Nurdan Haber

HAYRETENGIZ

HAYRETENGIZ
18 Ağustos 2017 - 11:45

DOĞRU ZANNEDİLEN YANLIŞLARI HAYRETENGİZ GERÇEKLERİYLE

TİLLO IŞIK HADİSESİ

 

Tillo Işık Hadisesi, Siirt ilimizin Tillo ilçesinde İsmail Fakirullah Hz.–Ibrahim Hakkı Hz. Türbesi’nde yılda iki sefer, gece gündüzün eşit olduğu ekinoks günlerinin (21 Mart–23 Eylül) sabahında görülen bir olaydır. Türbe Ortaçağ İslam astronomlarının sonuncusu Erzurumlu İbrahim Hakkı Hz. (1703-1780) tarafından hocası İsmail Fakirullah Hz.’nin 1734’te vefatından sonra tasarlanmış, Osmanlı Sultanı 1. Mahmut’un gönderdiği ödenekle yapılmıştır. Türbenin hemen doğusunda minareye benzer bir kule, kulenin iç tavanına sabitlenmiş doğu ufkunu gören bir düz ayna vardır. Doğuda, kuleden 3 kilometre uzakta, yatayda geniş ama çok yüksek olmayan, yani astronomik ufuktan yüksekliği yaklaşık 3 derece olan bir tepe, tepenin zirvesinde İbrahim Hakkı Hz.’nin kendi elleriyle harçsız yaptığı, genişliği 6, yüksekliği 3 metre ve üstünde 40×50 cm2 boşluk (pencere) olan, yığma bir taşduvar vardır. Ekinoks günü sabahında, kule dibindeki gözlemci doğan Güneş’i taşduvarın arkasında görmeye başladığı anda, Tillo sokakları henüz karanlıktır.
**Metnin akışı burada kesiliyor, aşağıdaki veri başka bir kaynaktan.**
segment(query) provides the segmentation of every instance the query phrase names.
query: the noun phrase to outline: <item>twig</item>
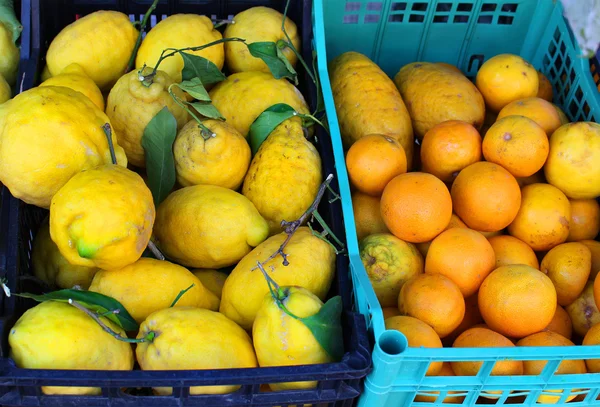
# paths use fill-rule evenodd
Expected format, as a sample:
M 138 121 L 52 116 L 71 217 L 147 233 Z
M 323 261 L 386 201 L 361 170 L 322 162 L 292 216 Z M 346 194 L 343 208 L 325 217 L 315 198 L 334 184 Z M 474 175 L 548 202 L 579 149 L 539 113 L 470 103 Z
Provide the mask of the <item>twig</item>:
M 86 307 L 84 307 L 83 305 L 81 305 L 80 303 L 78 303 L 77 301 L 72 300 L 71 298 L 69 298 L 69 304 L 72 305 L 72 306 L 74 306 L 78 310 L 85 312 L 87 315 L 89 315 L 94 321 L 96 321 L 96 323 L 98 323 L 98 325 L 100 325 L 100 327 L 104 330 L 104 332 L 112 335 L 115 339 L 118 339 L 120 341 L 127 342 L 127 343 L 148 342 L 148 338 L 130 339 L 130 338 L 127 338 L 127 337 L 123 337 L 120 334 L 118 334 L 117 332 L 113 331 L 104 322 L 102 322 L 102 320 L 100 319 L 100 317 L 98 316 L 98 314 L 96 314 L 95 312 L 90 311 L 89 309 L 87 309 Z
M 150 249 L 150 251 L 152 252 L 152 254 L 154 255 L 154 257 L 156 257 L 157 260 L 164 260 L 165 259 L 165 255 L 162 254 L 162 252 L 160 251 L 160 249 L 158 247 L 156 247 L 156 245 L 154 244 L 154 242 L 152 240 L 148 241 L 148 249 Z
M 150 8 L 148 8 L 148 11 L 146 11 L 146 14 L 144 14 L 144 18 L 142 19 L 142 23 L 140 24 L 140 33 L 135 42 L 135 46 L 133 47 L 133 51 L 131 52 L 131 57 L 129 57 L 129 63 L 127 64 L 127 70 L 125 72 L 129 72 L 133 69 L 133 65 L 135 64 L 135 57 L 137 56 L 137 52 L 140 49 L 140 45 L 142 43 L 142 35 L 144 34 L 144 31 L 146 30 L 146 25 L 148 24 L 148 19 L 150 18 L 150 15 L 152 14 L 152 12 L 156 9 L 158 2 L 159 2 L 159 0 L 154 0 L 152 5 L 150 6 Z
M 319 187 L 319 192 L 317 192 L 317 197 L 315 198 L 313 203 L 310 205 L 310 207 L 306 210 L 306 212 L 304 212 L 302 214 L 302 216 L 300 216 L 298 219 L 296 219 L 293 222 L 287 222 L 285 220 L 281 221 L 281 227 L 283 228 L 284 232 L 287 234 L 287 238 L 283 241 L 283 243 L 281 244 L 281 246 L 279 246 L 279 249 L 277 249 L 277 251 L 275 253 L 270 255 L 268 259 L 266 259 L 265 261 L 262 262 L 263 264 L 268 263 L 269 261 L 273 260 L 277 256 L 281 256 L 283 258 L 284 266 L 288 266 L 290 264 L 290 262 L 287 259 L 287 254 L 283 250 L 285 249 L 287 244 L 292 239 L 292 236 L 294 235 L 296 230 L 298 230 L 298 228 L 300 226 L 302 226 L 304 224 L 304 222 L 306 222 L 306 220 L 309 218 L 309 216 L 311 216 L 312 213 L 317 210 L 317 207 L 319 206 L 319 203 L 321 202 L 321 199 L 323 198 L 323 194 L 325 194 L 325 190 L 327 189 L 327 186 L 331 183 L 331 180 L 333 180 L 333 174 L 329 174 L 327 176 L 327 178 L 325 179 L 325 181 L 323 181 L 323 183 Z M 257 268 L 259 268 L 259 267 L 253 267 L 252 270 L 256 270 Z

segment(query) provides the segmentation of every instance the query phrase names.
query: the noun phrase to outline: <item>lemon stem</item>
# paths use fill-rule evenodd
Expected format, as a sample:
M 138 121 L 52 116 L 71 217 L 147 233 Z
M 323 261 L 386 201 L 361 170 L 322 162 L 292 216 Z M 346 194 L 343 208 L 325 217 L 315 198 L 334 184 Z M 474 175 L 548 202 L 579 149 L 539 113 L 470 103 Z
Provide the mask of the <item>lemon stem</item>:
M 108 149 L 110 150 L 110 158 L 113 164 L 117 164 L 117 156 L 115 154 L 115 146 L 112 143 L 112 131 L 110 129 L 110 124 L 104 123 L 102 126 L 102 130 L 104 130 L 104 134 L 106 134 L 106 140 L 108 140 Z
M 122 342 L 127 342 L 127 343 L 143 343 L 143 342 L 151 342 L 152 339 L 154 339 L 154 336 L 152 336 L 152 339 L 150 339 L 147 335 L 144 338 L 140 338 L 140 339 L 131 339 L 131 338 L 127 338 L 127 337 L 123 337 L 121 336 L 119 333 L 113 331 L 108 325 L 106 325 L 101 319 L 100 316 L 98 316 L 98 314 L 96 314 L 95 312 L 90 311 L 89 309 L 87 309 L 86 307 L 84 307 L 83 305 L 81 305 L 80 303 L 78 303 L 77 301 L 69 298 L 69 304 L 74 306 L 75 308 L 77 308 L 78 310 L 86 313 L 88 316 L 90 316 L 94 321 L 96 321 L 96 323 L 98 325 L 100 325 L 100 327 L 104 330 L 104 332 L 110 334 L 111 336 L 113 336 L 115 339 L 118 339 L 119 341 Z
M 150 7 L 148 8 L 148 11 L 146 11 L 146 14 L 144 14 L 144 18 L 142 19 L 142 23 L 140 24 L 140 33 L 138 34 L 138 38 L 135 42 L 135 46 L 133 47 L 133 52 L 131 53 L 131 57 L 129 57 L 129 63 L 127 64 L 127 70 L 125 72 L 129 72 L 133 69 L 133 65 L 135 64 L 135 57 L 137 56 L 137 52 L 140 49 L 140 45 L 142 44 L 142 35 L 144 34 L 144 31 L 146 30 L 146 25 L 148 24 L 148 19 L 152 15 L 152 12 L 156 9 L 156 6 L 158 5 L 159 1 L 160 0 L 154 0 L 152 2 L 152 5 L 150 5 Z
Yani, tepenin gölgesi, Tillo’yu ve türbeyi kaplamış durumdadır. Ancak, yüksekliği sayesinde, kule ucundaki ayna, yatayla 3 derece açı yapan gölge sınırını geçtiği için Güneş’i tam olarak görür durumdadır. Taşduvar ve penceresi sayesinde, o günkü teknoloji ile bizi bugün hayret içinde bırakır tarzda, ayna öylesine hassas bir şekilde ayarlanmıştır ki, sadece ekinoks günlerinin sabahında doğan Güneş’in aynadan yansıyan ışınları, pencereden türbe içine girmekte ve içeride medfun, hocasının başucuna düşmektedir. Güneş, taşduvara göre, her gün farklı yerden doğduğu için, farklı günlerde, Güneş ışığı artık başucuna değil, pencereden girebilse bile başka yere düşmektedir. Sanduka başucundan bakıldığında, aynanın doğu ufkunda kapladığı görüş alanı içindeki Güneş’in konumuna bağlı olarak, görüş alanına girişi ve çıkışı, yani ışık hadisesinin başlaması ile bitmesi arasındaki süre 4 ila 6 dakika arasında değişmektedir.

(foto, Cengiz Işık)

Türbede tasarlanan ışık düzeneği iki yüz yılı aşan süre içinde kusursuz çalıştı. Ancak, 1960’ lı yılların başında türbenin “sözde” restorasyonu sırasında bozuldu. İsmail Fakirullah Hz. ve İbrahim Hakkı Hz.’nin beşinci ve altıncı göbekten torunları arasında ışık düzeneği bozulmadan önce ışık hadisesini görmüş olan şahitler bugün bile henüz hayattadır. Tillo Ulu Camii İmamı Metin Toprak’ın babası Sadullah Toprak bu şahitlerden biridir. Bölgeye turist olarak gelen yerli yabancı her bilim adamından yardım isteniyordu. Metin Toprak “yetmişli yıllarda Japonya’dan, Almanya’dan davetle gelen bilim adamlarının olduğunu duymuştuk” diyor. Maalesef sistemi tekrar çalışır duruma getirmek mümkün olmadı. Her iki üstadın torunları ve Tillo halkı elinden geleni yaptı.  Öncelikle görmeyenlere ışık hadisesini anlatmaları, olabilirliğini kanıtlamaları gerekiyordu. Çünkü artık yeni nesil, görmediği şeye inanmak istemiyordu. Tillo Işık Hadisesi sadece inanılan, gerçekliği olmayan bir “şehir efsanesi” durumuna düşmüştü. Işık düzeneğinin 2011 yılında tekrar ıslah edilmesinden sonra 23 Eylül’ de çekilen aşağıdaki gibi bir fotoğraf (soldaki) kimsenin elinde yoktu.

 

Sorumluluğunu hisseden torunlar, ata mirasını tanıtmak adına, hayal güçlerini kullanıp, Tillo Işık Hadise’nin olabilirliğini akla yatkın hale getirmek için, Tillo ile ilgili her yazıda, her web sayfasında karşımıza çıkan yukarıdaki resmi (sağda) çizdiler. Doğrusunu Allah bilir. Ama, bence Tillo Işık Hadisesi’ni şehir efsanesi haline getiren bu resimdir. Çünkü, bu resim hadiseyi akla uygun hale getirmiş gibi görünse de, aşağıdaki bilimsel açıklamalar gereği, doğal ve fiziki gerçeklikten çok uzaktır.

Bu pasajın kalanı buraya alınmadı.